Аббатисса расположилась между Джарадом и доминиканцем, что не доставило удовольствия никому из них, но в любом случае Корвани обрел репутацию самого либерального и галантного из всех прелатов. Он снова просиял улыбкой и представил аудитории своего ученого собрата, члена его же ордена святого Игнация, который выступит вместо него. Им оказался Урик Тон Йордин, который был священнослужителем и в то же время профессором истории светского университета Тексарка. Он был высоким, седым человеком в очках пятидесяти с лишним лет и, как выяснилось, еще и членом передовой группы архиепископа Бенефеза. Его манера разговора подобала скорее лекционному залу, чем кафедре.

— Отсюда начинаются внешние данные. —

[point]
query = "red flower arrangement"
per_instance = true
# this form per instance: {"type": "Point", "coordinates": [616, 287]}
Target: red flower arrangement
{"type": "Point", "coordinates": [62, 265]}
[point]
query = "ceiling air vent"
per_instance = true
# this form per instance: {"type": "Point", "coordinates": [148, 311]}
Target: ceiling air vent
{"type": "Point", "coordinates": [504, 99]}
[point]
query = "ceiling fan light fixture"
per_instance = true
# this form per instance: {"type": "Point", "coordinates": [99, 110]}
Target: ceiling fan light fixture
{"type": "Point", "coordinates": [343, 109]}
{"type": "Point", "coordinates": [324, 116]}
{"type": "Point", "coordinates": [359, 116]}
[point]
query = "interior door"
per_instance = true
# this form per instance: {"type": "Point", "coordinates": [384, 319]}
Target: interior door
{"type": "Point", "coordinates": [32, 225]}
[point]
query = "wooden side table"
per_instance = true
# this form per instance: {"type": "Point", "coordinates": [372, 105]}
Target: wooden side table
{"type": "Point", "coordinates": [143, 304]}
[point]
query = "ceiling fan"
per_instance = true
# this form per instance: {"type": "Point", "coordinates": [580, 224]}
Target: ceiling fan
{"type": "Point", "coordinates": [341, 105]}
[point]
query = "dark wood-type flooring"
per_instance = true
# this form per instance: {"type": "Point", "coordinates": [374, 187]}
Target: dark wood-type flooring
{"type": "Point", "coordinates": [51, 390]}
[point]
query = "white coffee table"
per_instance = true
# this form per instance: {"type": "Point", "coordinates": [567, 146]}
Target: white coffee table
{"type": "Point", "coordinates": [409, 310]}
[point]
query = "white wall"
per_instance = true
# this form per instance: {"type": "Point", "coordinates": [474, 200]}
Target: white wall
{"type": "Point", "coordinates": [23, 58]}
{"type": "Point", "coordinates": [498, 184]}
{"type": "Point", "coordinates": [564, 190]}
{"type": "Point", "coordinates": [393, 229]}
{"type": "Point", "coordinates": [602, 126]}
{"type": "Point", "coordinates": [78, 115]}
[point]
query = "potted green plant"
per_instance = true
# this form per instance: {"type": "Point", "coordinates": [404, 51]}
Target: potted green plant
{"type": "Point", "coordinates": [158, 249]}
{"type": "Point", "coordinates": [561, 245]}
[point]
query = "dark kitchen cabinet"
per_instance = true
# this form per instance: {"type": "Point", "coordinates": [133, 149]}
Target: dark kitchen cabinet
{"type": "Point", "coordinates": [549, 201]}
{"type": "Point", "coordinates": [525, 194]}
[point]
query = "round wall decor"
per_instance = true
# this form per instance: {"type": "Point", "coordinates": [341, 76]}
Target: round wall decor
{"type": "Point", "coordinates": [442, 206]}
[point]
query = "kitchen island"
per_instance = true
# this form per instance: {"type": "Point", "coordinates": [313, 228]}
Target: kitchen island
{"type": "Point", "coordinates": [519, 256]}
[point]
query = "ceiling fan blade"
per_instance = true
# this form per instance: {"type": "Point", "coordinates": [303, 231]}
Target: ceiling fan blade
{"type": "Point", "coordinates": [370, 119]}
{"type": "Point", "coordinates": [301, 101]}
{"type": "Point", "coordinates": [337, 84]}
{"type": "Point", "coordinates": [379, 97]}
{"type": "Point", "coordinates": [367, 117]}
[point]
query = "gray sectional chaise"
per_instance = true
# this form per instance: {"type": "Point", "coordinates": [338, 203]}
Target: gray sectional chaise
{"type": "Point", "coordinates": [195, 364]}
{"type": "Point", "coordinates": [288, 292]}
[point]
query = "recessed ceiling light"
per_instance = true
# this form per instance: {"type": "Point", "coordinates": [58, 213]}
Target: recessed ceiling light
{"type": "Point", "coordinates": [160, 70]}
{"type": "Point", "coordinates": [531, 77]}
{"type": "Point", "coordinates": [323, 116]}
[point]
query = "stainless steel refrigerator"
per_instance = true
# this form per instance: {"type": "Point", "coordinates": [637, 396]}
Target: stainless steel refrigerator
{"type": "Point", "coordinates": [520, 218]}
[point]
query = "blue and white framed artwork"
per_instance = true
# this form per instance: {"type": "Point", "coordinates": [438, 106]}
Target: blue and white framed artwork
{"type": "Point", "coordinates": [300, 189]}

– Вот что остается непонятным среди частых причин возникновения ереси в Церкви, – сказал он. – Континент был естественным образом разделен силами природы. Всегда существовали две церкви, если позволено так выразиться, достопочтенные господа: одна на Западе, другая на Востоке. Пока папа обитал в Новом Риме, что стоял на Грейт-Ривер, он находился в таком отдалении от этого региона, так далеко от Запада, словно Новый Рим располагался в Атлантике. С тех пор как папство обосновалось у подножия этих гор, западная Церковь обрела великое исцеление, ибо ее проблемы стали ближе и понятнее. И после событий в Орегоне это должно быть вам совершенно ясно.

Чернозуб видел, как два западных епископа, сблизив головы, стали перешептываться. Странно было слышать, как один из присных Уриона Бенефеза начал с того, что признал истинность тех доводов, которые западники пускали в Ход для поддержки папства в Баланс. Но такой подход первым делом успокоил их.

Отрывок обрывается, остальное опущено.